Health Minister Norman Lamb said:

We are clear that the founding principles of the NHS - free at the point of delivery to all, regardless of their ability to pay - will not only be supported, but reinforced.

The NHS is one of this country’s greatest achievements. The government will always make sure it is free to all, no matter your age or the size of your bank balance. That’s why at the same time as we are protecting its budget, we are strengthening this constitution, which enshrines the right of everyone to have first class care, now and in the future.

We said we would protect and improve the NHS, and that’s exactly what we’re doing.

Notes to Editors

  • For more information contact the Department of Health Press Office on 0207 210 5947.

  • The consultation will last for 12 weeks and anyone who would like to have their say on the new changes to the constitution can do so by visiting the DH website. 

  • The updated pledge on respect states: You should treat NHS staff and other patients with respect and recognise that violence, causing a nuisance or disturbance on NHS premises could result in prosecution and that abusive or violent behaviour could result in you being refused access to the NHS.

  • The new contractual duty of candour pledges: to ensure that if you are harmed while receiving healthcare you receive an appropriate explanation and apology, delivered with sensitivity and recognition of the trauma you have experienced, and know that where mistakes have been made, lessons will be learned to help avoid a similar incident occurring again, and to ensure that the organisation learns lessons from complaints and uses these to improve NHS services.

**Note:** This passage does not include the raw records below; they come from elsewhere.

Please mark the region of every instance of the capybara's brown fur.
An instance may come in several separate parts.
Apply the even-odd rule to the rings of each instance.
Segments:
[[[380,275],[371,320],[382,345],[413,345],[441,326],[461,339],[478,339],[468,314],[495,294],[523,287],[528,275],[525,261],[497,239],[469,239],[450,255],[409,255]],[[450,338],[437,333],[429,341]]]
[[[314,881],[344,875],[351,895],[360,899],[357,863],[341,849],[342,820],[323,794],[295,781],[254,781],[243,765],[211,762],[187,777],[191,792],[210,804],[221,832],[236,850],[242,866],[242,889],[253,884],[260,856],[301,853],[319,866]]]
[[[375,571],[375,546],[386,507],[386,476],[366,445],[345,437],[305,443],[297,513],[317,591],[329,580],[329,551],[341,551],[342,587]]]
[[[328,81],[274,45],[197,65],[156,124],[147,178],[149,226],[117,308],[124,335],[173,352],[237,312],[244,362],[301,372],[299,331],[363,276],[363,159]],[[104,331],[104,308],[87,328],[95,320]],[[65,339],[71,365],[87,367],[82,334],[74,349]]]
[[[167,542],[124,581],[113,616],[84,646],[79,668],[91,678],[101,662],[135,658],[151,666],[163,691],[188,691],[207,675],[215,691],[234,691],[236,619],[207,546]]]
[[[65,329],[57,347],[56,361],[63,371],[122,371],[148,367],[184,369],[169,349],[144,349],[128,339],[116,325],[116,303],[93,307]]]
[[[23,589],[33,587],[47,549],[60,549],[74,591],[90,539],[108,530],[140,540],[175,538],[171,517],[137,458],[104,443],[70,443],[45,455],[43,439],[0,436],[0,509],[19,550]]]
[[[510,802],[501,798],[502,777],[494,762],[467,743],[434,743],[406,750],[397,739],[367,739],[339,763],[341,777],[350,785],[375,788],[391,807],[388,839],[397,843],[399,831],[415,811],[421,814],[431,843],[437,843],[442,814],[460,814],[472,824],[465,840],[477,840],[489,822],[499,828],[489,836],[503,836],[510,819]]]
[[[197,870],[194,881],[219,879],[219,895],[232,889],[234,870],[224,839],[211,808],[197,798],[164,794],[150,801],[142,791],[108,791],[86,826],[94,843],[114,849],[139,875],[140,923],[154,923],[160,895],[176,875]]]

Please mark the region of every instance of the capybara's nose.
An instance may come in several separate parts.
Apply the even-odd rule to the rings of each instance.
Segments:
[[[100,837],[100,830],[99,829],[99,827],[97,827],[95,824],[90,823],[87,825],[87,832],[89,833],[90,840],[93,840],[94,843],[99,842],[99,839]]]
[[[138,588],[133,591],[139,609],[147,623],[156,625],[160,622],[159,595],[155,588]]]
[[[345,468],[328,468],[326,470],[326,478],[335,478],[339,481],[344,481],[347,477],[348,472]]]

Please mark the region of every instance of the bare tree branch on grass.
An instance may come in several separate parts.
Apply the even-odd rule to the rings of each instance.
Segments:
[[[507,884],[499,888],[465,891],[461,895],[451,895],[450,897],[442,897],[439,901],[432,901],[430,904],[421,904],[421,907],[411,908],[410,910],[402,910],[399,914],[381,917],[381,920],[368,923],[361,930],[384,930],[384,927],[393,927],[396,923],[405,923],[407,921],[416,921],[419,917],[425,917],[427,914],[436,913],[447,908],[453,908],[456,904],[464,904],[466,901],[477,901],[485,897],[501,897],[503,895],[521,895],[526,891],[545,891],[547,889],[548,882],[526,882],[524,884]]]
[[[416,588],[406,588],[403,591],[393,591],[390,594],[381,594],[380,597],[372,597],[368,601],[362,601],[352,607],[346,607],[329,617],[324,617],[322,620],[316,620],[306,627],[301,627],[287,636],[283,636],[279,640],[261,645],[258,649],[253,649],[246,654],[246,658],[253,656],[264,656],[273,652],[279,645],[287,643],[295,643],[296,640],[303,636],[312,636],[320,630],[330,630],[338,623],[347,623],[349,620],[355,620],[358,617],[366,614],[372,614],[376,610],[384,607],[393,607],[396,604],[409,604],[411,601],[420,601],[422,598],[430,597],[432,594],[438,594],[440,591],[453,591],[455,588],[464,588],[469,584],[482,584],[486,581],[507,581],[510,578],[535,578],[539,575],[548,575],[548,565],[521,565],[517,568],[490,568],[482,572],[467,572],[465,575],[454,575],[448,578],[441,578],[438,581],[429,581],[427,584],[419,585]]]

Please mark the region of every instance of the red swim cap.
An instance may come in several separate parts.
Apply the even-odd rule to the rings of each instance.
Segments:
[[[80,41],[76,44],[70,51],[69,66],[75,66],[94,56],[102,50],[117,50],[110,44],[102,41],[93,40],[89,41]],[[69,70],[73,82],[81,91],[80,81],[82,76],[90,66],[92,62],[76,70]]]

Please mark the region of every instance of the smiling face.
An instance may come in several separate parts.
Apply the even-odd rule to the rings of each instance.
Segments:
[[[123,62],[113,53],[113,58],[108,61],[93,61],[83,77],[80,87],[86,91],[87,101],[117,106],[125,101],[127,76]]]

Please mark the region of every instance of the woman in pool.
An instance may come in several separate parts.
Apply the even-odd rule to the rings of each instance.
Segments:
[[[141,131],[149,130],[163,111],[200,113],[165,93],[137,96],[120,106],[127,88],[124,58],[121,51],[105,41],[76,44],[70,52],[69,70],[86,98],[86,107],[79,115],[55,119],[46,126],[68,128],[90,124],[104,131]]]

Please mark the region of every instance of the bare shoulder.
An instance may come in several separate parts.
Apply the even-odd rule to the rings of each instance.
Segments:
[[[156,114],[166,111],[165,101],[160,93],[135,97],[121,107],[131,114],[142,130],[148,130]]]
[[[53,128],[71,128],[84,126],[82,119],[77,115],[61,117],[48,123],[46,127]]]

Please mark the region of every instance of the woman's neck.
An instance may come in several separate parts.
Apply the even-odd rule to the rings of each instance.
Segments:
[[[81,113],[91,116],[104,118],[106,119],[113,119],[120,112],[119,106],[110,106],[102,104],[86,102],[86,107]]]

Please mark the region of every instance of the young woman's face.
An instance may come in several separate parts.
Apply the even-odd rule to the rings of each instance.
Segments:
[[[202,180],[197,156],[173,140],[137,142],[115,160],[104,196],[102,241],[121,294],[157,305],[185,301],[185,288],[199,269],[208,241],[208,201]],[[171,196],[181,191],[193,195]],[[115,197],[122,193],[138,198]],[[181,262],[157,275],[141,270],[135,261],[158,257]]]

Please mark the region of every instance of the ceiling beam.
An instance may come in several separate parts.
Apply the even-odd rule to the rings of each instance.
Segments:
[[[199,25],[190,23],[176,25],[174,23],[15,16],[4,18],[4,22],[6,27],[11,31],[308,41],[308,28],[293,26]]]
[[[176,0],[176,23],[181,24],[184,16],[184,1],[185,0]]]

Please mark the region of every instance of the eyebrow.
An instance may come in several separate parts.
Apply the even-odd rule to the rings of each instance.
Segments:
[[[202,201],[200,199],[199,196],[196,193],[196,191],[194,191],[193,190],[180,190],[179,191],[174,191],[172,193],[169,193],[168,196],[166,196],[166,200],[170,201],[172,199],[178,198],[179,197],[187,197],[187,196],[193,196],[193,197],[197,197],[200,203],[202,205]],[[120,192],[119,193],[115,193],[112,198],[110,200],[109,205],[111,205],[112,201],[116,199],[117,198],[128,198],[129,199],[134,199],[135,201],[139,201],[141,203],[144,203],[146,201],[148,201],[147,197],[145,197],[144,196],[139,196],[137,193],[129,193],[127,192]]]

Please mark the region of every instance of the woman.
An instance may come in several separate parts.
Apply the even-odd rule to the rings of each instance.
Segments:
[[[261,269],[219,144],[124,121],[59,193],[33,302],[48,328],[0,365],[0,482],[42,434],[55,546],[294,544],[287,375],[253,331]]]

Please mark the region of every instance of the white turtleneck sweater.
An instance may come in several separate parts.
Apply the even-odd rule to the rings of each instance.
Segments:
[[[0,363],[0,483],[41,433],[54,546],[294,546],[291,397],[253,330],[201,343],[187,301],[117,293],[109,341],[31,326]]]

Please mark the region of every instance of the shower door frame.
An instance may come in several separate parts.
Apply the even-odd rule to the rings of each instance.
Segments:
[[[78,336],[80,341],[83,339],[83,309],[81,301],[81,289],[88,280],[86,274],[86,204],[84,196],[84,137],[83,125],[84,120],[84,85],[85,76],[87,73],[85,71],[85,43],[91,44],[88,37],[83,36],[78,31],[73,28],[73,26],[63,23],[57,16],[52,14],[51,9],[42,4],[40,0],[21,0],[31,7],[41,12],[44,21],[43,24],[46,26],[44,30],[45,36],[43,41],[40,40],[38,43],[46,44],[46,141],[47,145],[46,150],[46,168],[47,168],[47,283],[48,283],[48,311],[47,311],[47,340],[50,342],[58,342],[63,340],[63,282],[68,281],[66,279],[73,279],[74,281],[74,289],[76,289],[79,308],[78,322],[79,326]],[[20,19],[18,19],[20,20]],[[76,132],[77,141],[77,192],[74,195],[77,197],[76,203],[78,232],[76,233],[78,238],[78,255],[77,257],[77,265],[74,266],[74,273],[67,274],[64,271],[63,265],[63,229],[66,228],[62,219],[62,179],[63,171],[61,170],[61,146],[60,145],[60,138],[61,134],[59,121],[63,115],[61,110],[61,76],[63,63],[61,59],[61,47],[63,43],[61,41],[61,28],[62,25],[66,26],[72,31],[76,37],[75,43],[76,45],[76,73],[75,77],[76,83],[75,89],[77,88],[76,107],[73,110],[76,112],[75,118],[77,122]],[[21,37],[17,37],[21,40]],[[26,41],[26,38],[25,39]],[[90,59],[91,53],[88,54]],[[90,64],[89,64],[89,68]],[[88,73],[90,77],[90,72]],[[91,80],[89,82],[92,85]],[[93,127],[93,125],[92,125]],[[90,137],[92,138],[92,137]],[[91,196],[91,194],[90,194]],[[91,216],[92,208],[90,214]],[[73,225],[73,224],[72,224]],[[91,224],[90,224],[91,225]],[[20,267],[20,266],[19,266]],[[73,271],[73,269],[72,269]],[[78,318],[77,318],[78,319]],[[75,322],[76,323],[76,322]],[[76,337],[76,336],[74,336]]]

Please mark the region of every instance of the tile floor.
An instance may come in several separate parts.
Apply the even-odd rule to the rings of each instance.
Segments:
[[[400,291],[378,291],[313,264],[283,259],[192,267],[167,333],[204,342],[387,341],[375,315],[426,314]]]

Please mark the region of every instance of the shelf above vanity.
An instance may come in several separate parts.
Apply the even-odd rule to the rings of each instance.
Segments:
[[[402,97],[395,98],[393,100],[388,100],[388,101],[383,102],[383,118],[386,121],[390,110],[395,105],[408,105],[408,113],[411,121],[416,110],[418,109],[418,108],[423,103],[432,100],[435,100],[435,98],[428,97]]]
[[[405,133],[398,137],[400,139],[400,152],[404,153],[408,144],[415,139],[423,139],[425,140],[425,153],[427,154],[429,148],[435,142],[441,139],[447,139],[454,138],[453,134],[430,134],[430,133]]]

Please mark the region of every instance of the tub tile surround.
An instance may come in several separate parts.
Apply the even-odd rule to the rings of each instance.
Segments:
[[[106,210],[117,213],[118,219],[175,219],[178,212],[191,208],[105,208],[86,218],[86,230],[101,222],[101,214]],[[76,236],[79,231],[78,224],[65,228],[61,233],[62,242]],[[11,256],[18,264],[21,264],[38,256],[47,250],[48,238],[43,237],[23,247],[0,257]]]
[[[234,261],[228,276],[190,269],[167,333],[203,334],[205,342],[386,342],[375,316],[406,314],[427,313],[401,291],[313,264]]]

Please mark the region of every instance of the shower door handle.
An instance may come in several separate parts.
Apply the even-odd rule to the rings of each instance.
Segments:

  • The pledge on discussing treatment now includes end of life care: You have the right, to be involved fully in all discussions and decisions about your healthcare, including in your end of life care, and to be given information to enable you to do this. Where appropriate this right includes your family and carers.

  • The new pledge on single sex accommodation states: that if you are admitted to hospital, you will not have to share sleeping accommodation with patients of the opposite sex, in line with details set out in the Handbook to the NHS Constitution.